In Interviews mit normalen Medien inszeniert Weidel dagegen eher Konflikte, tritt konfrontativ auf und stellt sich als Opfer vermeintlich unfairer Fragen dar. Ein gutes Verhältnis soll sie zum Schweizer Medienunternehmer und Chef der Weltwoche, Roger Köppel, haben.

Auch innerhalb der Partei sprechen hochrangige Vertreter von einer wenig kritikfähigen Chefin, zu der viele lieber höflichen Abstand hielten. „Wenn sie nett zu dir ist, will sie was“, heißt es.

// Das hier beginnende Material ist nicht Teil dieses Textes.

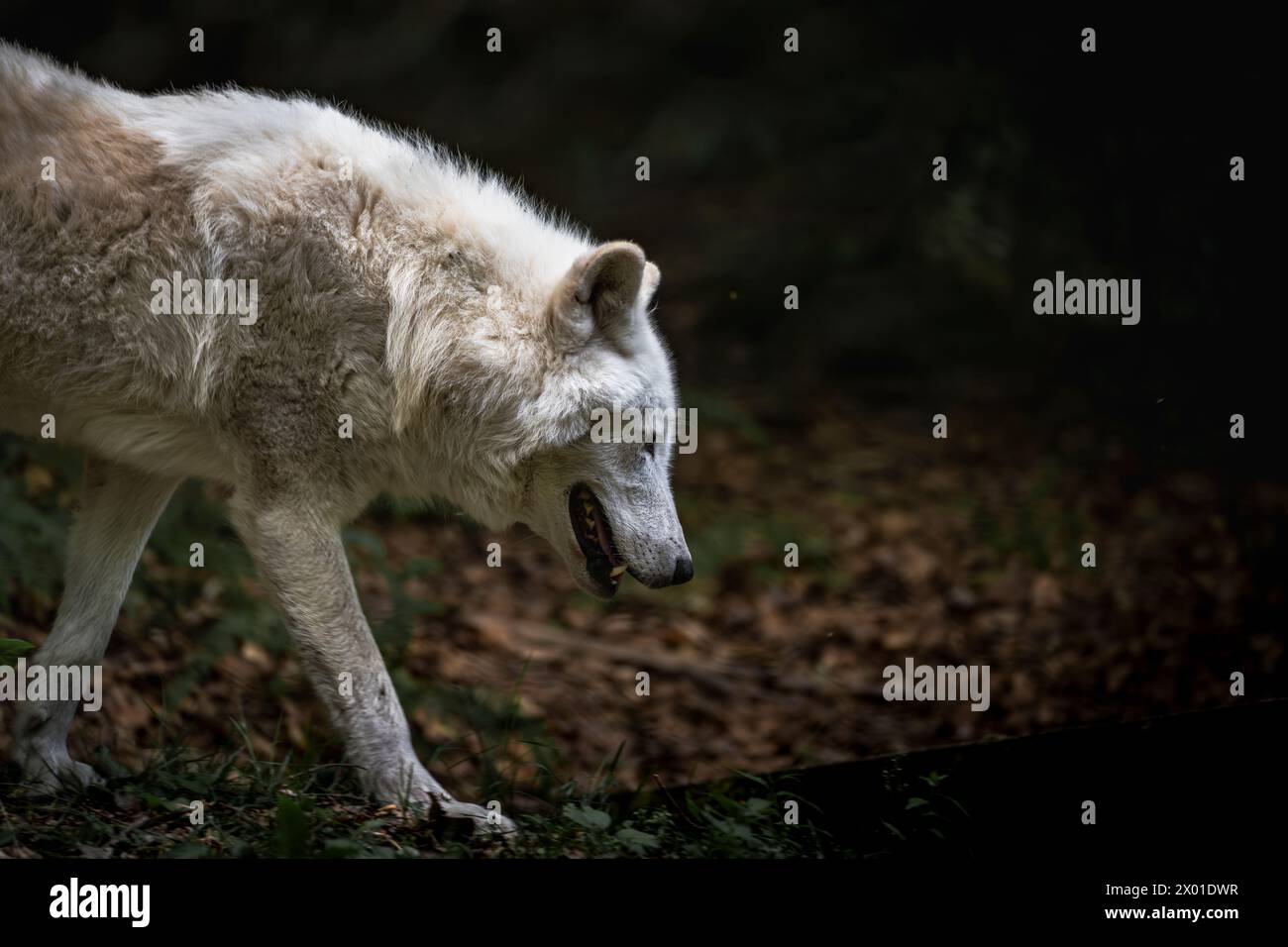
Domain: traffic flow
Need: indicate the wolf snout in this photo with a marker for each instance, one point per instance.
(679, 571)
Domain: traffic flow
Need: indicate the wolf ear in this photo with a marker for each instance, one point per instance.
(600, 292)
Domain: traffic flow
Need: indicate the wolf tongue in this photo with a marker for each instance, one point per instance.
(603, 538)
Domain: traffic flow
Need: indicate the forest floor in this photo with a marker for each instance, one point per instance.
(518, 684)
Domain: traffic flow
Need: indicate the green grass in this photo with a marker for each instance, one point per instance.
(253, 808)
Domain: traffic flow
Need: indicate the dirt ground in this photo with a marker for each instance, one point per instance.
(910, 547)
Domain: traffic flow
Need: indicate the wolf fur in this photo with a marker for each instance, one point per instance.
(467, 333)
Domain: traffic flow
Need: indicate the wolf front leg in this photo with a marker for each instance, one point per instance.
(119, 508)
(300, 554)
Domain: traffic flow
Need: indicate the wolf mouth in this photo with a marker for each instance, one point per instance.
(604, 565)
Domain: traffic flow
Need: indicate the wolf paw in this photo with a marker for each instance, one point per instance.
(485, 821)
(47, 775)
(426, 799)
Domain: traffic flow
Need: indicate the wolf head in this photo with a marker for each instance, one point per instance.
(502, 372)
(606, 505)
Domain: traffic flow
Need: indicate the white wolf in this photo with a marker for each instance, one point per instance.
(456, 333)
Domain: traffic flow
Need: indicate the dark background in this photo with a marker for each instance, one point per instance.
(812, 169)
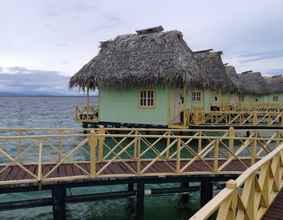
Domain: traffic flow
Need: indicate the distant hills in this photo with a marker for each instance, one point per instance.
(21, 81)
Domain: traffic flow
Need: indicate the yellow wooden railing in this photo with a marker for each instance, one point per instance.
(251, 194)
(87, 113)
(137, 150)
(234, 118)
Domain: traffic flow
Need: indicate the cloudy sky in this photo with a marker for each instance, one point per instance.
(56, 37)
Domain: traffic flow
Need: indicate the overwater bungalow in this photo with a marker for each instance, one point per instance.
(153, 78)
(217, 94)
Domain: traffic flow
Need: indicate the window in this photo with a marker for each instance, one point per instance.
(275, 98)
(147, 98)
(196, 96)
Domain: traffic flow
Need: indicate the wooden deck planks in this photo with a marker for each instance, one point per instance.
(275, 211)
(14, 172)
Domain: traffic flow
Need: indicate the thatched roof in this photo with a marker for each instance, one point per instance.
(253, 83)
(275, 83)
(148, 57)
(233, 75)
(213, 68)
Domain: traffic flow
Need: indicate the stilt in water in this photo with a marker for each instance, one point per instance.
(206, 191)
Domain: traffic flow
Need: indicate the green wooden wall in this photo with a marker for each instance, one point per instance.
(122, 105)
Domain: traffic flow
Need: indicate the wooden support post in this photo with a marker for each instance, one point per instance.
(231, 141)
(135, 146)
(140, 200)
(254, 118)
(269, 118)
(206, 191)
(58, 201)
(92, 141)
(61, 145)
(101, 140)
(19, 145)
(216, 155)
(184, 196)
(199, 142)
(138, 156)
(178, 159)
(167, 154)
(131, 200)
(254, 144)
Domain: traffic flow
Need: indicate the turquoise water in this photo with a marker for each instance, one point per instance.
(54, 112)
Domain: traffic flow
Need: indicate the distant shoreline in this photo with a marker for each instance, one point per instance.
(30, 96)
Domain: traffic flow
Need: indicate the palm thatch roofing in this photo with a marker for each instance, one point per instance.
(212, 66)
(155, 57)
(233, 75)
(253, 83)
(275, 83)
(149, 57)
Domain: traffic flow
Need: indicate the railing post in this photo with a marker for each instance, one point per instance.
(269, 118)
(231, 141)
(138, 155)
(101, 140)
(167, 154)
(206, 191)
(58, 202)
(199, 142)
(216, 155)
(39, 168)
(254, 144)
(135, 146)
(92, 141)
(254, 118)
(61, 145)
(178, 162)
(19, 145)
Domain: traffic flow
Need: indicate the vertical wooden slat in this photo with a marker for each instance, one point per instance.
(139, 155)
(39, 168)
(254, 145)
(216, 155)
(92, 140)
(199, 142)
(167, 155)
(101, 140)
(178, 162)
(231, 141)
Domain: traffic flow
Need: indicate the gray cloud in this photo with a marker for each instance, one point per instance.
(23, 81)
(65, 34)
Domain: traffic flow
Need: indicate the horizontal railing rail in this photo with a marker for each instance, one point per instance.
(45, 155)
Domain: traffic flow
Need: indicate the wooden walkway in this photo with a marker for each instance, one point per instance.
(118, 169)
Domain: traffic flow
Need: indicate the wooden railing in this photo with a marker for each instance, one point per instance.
(251, 194)
(40, 158)
(87, 113)
(234, 118)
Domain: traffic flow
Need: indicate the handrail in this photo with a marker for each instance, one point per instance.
(243, 196)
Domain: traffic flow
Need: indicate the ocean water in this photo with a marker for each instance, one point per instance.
(55, 112)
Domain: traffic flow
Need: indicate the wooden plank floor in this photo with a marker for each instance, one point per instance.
(275, 212)
(14, 172)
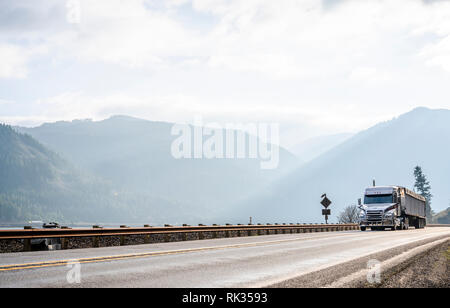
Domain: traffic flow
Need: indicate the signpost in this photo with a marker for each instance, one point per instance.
(326, 203)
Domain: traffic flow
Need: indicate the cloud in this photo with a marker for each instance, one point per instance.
(13, 62)
(338, 65)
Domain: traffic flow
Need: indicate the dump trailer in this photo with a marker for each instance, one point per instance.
(393, 207)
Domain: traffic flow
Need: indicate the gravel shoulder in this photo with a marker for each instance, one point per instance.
(432, 266)
(428, 270)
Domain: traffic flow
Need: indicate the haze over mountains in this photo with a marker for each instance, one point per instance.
(314, 147)
(387, 152)
(121, 170)
(132, 158)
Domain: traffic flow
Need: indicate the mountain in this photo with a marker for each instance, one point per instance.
(387, 152)
(314, 147)
(442, 217)
(134, 156)
(36, 183)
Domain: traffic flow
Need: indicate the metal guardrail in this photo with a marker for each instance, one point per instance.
(96, 232)
(64, 236)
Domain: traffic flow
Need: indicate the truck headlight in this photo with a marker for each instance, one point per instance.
(389, 214)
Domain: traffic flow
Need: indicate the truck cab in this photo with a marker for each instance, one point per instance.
(392, 207)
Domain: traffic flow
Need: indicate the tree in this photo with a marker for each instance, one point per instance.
(349, 215)
(423, 187)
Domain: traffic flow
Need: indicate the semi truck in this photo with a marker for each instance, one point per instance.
(392, 207)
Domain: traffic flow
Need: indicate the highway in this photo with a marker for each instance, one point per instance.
(256, 261)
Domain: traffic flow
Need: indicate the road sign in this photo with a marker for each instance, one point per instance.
(326, 212)
(326, 202)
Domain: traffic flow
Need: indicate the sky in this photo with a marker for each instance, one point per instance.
(316, 67)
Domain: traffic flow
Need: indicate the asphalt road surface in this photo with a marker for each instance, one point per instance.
(257, 261)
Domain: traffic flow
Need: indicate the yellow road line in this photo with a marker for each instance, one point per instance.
(13, 267)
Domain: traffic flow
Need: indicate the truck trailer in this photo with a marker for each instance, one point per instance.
(393, 207)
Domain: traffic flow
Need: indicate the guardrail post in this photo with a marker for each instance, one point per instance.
(27, 244)
(64, 243)
(95, 242)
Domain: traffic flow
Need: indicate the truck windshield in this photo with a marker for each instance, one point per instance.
(376, 199)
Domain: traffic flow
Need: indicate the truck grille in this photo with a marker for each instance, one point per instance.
(373, 215)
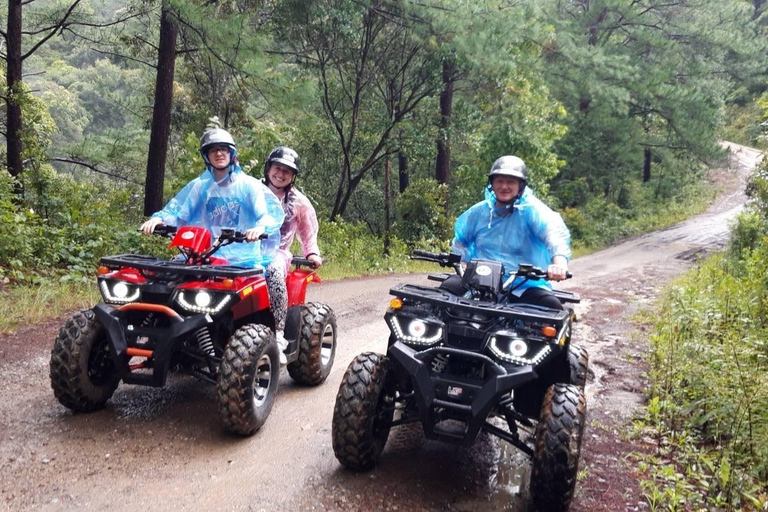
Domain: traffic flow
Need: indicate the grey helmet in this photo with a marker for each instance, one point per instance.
(286, 156)
(217, 137)
(283, 155)
(509, 165)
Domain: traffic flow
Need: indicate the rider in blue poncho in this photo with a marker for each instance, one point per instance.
(513, 226)
(225, 197)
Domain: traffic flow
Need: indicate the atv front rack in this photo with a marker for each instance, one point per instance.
(448, 300)
(153, 264)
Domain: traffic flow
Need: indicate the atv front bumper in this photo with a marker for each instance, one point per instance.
(464, 402)
(158, 345)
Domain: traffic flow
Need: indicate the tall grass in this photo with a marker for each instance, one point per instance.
(709, 394)
(29, 304)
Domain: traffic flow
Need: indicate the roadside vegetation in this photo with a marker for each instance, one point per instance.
(397, 109)
(708, 406)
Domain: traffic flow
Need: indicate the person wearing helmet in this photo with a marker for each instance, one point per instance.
(225, 197)
(281, 168)
(514, 227)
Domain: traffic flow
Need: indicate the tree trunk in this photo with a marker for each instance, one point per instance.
(443, 158)
(387, 234)
(161, 115)
(14, 91)
(647, 165)
(402, 168)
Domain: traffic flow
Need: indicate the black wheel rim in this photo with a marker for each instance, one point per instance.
(101, 368)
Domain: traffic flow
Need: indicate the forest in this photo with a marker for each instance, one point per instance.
(397, 109)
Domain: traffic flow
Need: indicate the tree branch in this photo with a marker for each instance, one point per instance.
(60, 24)
(94, 169)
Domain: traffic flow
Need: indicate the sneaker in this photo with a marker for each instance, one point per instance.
(282, 344)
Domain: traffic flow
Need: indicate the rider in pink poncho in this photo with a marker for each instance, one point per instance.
(280, 171)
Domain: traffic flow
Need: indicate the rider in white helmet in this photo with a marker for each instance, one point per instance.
(225, 197)
(513, 226)
(281, 168)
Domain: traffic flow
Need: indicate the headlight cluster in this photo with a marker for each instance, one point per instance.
(118, 292)
(202, 301)
(510, 347)
(416, 331)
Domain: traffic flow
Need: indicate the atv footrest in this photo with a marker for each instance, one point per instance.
(452, 405)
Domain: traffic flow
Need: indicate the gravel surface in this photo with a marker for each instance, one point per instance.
(157, 449)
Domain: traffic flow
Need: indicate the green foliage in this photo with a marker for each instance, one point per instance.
(709, 405)
(352, 250)
(62, 228)
(421, 216)
(601, 222)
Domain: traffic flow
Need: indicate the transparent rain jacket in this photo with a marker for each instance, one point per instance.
(530, 232)
(240, 202)
(300, 222)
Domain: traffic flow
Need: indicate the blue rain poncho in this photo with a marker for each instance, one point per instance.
(529, 232)
(240, 202)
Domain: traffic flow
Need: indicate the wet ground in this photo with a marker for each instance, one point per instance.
(157, 449)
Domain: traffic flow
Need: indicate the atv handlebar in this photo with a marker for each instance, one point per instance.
(444, 259)
(298, 261)
(527, 272)
(237, 236)
(227, 234)
(164, 231)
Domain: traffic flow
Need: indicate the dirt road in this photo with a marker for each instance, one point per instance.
(161, 449)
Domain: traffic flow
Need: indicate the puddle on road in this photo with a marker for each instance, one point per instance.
(489, 475)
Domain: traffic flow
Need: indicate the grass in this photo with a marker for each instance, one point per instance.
(31, 304)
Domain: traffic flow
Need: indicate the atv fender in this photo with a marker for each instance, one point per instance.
(297, 282)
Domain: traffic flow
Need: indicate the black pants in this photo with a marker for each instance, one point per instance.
(537, 296)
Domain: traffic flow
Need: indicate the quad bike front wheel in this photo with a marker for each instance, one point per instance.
(558, 445)
(248, 377)
(317, 345)
(83, 374)
(363, 412)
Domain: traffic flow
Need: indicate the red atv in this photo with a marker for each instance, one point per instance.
(195, 314)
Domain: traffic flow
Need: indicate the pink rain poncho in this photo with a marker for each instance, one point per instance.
(240, 202)
(301, 222)
(530, 232)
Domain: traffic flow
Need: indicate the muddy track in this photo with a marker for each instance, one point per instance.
(154, 449)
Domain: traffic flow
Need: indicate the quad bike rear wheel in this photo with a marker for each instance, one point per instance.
(558, 445)
(363, 412)
(83, 374)
(578, 363)
(248, 377)
(317, 345)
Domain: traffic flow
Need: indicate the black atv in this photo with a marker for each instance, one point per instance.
(458, 365)
(194, 314)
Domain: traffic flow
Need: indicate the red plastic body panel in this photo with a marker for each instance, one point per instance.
(257, 300)
(296, 282)
(194, 238)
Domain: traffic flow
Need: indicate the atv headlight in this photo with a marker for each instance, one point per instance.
(118, 292)
(416, 331)
(510, 347)
(202, 301)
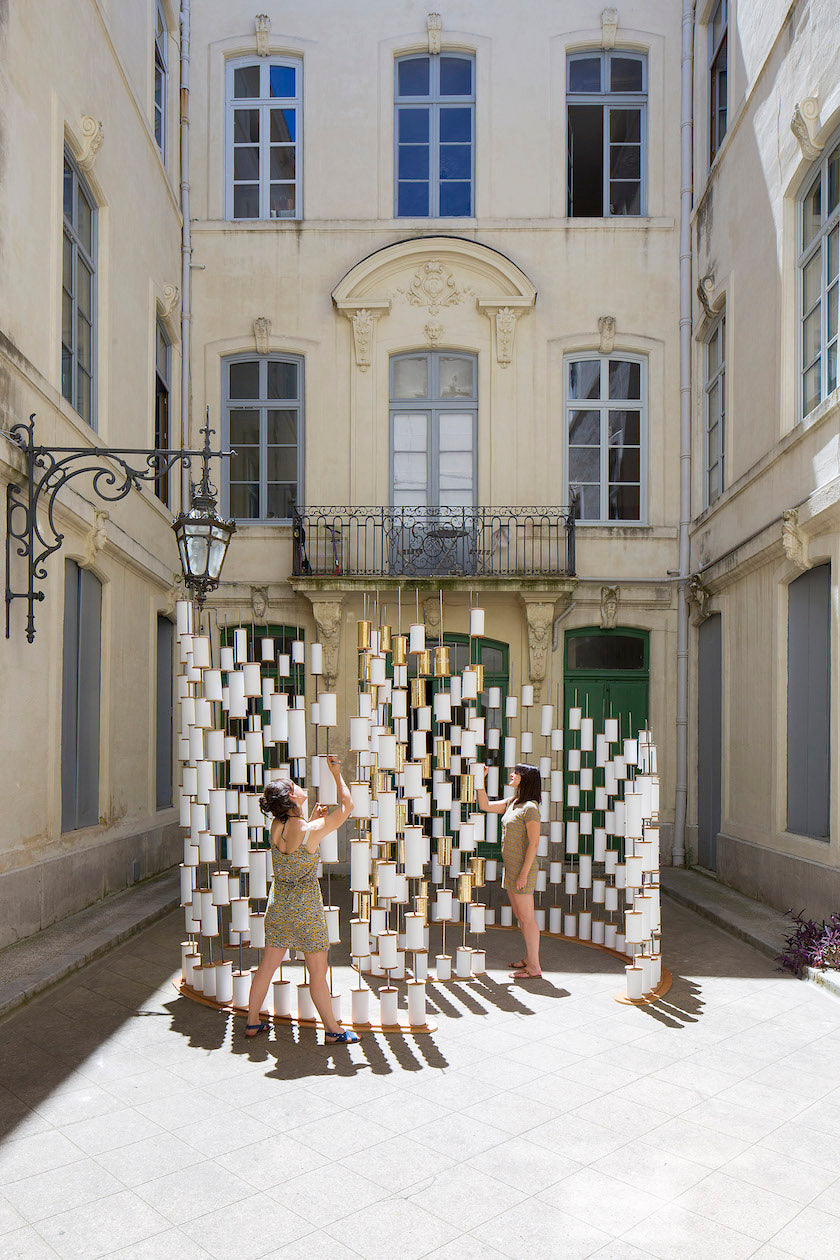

Politikberater Johannes Hillje beschreibt es gegenüber dem Tagesspiegel so: „Ich halte sie eher für eine Solistin, weniger für eine Teamplayerin.“

Nur eine Person wirklich nah dran? Weidel-Sprecher Daniel Tapp

Neben Weidels Ehefrau, der Schweizer Filmproduzentin Sarah Bossard, gibt es nur einen Menschen, bei dem sich die Beobachter sicher sind, dass er zum engsten Beraterkreis der AfD-Kanzlerkandidatin gehört.

Seit 2017 arbeitet Daniel Tapp als Weidels persönlicher Pressereferent. Jemand, der im Auftreten vielfach wie das Gegenteil seiner Chefin wirkt: ruhig, zurückhaltend, freundlich.

Tapp war zuvor unter anderem Mitarbeiter von FPÖ-Politikerin Barbara Rosenkranz. Die FPÖ gilt in vielerlei Hinsicht als Vorbild für die AfD, die noch nach Regierungsbeteiligung strebt. „Wahrscheinlich ist Daniel Tapp ihr einziger wirklich enger politischer Vertrauter“, sagt Politikberater Hillje.